Things have changed since these early days and the market dynamics have been forever altered by technology. The game changer was two years ago when Pepsi ditched its traditional US$30m budget on a number of thirty second commercials during the US Superbowl, choosing instead to invest in an online marketing campaign called ‘The Refresh Project’.

This gave Pepsi’s consumers the opportunity to vote on which health, environment, culture or education organisation deserved to be given up to US$250,000 in grants. The new campaign wasn’t just about saving money – although it did save them US$13m – it was about reaching an audience of billions every day of the year.

Two years on, and even here in the Middle East, our work now is more about building communities around our clients’ brands, nurturing them and keeping them engaged 24/7 across a plethora of platforms.

Although we’re still trying to create connections between products and their consumers in order to establish a preference, the difference is significant. The notion of communities, as opposed to audiences, intimates a level of equality, symbiosis even, between the two.
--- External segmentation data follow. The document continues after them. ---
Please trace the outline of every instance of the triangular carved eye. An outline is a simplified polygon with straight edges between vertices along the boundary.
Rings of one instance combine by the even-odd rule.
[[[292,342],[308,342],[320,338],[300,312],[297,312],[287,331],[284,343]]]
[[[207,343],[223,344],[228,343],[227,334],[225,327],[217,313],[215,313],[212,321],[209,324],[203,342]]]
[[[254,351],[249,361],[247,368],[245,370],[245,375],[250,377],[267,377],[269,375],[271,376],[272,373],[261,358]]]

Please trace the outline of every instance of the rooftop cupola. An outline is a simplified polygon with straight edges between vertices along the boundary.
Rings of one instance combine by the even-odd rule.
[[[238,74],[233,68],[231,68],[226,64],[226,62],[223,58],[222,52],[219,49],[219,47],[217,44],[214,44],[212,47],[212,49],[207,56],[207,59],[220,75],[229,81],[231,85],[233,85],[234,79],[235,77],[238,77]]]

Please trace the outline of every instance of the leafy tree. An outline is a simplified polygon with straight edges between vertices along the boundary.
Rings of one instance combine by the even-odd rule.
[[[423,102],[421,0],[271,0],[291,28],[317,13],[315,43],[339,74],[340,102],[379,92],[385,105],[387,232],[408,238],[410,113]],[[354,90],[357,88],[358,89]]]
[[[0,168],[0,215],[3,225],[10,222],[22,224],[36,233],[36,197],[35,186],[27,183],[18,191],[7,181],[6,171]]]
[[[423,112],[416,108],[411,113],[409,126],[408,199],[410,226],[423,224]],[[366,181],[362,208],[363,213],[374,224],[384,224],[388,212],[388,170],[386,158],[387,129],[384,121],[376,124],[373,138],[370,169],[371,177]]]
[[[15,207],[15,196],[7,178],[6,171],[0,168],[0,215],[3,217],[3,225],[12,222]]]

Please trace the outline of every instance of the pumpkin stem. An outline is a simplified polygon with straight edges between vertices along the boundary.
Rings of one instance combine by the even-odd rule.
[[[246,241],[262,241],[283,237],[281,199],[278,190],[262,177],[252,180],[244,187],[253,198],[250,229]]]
Here’s an example. Henkel in Egypt invited consumers via offline and online media to join forces with others and Persil in cleaning their streets and neighborhood after the revolution. A far cry from the traditional approach of a commercial during the ad breaks on the small screen. Digital platforms, as we saw with Henkel and Persil, allowed us to spread the message and rally forces on the ground.

Another is the campaign for Mountain Dew, which behaved like a reality TV show, recruiting Arab candidates for a contest to find the Bravest Two, on Facebook. More than 1,200 applied to be part of the six chosen for the series of extreme challenges. Each webisode drew close to 1m viewers on various platforms, even before the series made it to TV. Engagement levels with the original content were much higher than would have been achieved with only a commercial.

Communities have now become a critical element of the way companies work because they themselves operate in a community. Just like no man is an island, no one operates in isolation and every dimension of a business impacts and is impacted by the community in which it exists.

Be it people, the environment, the economy, everything is inter-related and at Omnicom Media Group MENA, we are acutely aware of the role we can and must play in sustaining all of these. At both corporate and individual level, we support many initiatives and programs that contribute to improving our community in both short and long-term, working on the environment, education and crisis responses.

That’s why we are partners with the Emirates Wildlife Society, part of the WWF, and support them in a number of ways. That’s why we also support the initiatives of the Environmental Agency Abu Dhabi. And that’s also why we are forging long term relationships with other associations, such as START, an art-based charitable organization working with children refugees, with more to come.

Once a brand or a business has built a community, be it through communication or CSR activities, and properly activates and engages it over time, it will thrive more durably in ways that simply wouldn’t have been feasible nor affordable.

The trend is clear and the upsurge in the coming years will be entirely on digital advertising. In the USA, digital advertising spend is close to US$30bn a year – we may be a long way from that, but the market is growing by close to 30 per cent annually. Mobile penetration and the rise of smartphones are also significant. The UAE’s mobile penetration rate exceeds 200 percent while in Saudi Arabia and Egypt – two of the Middle East’s most populous countries – it is 138 and 80 percent respectively.

Technology isn’t just another way to get through to people, it has the potential to rally individuals around a cause or a brand, united and sharing a common interest or goal. The whole is greater than the sum of its parts and it’s precisely this that makes communities so powerful. It’s time to change the paradigm.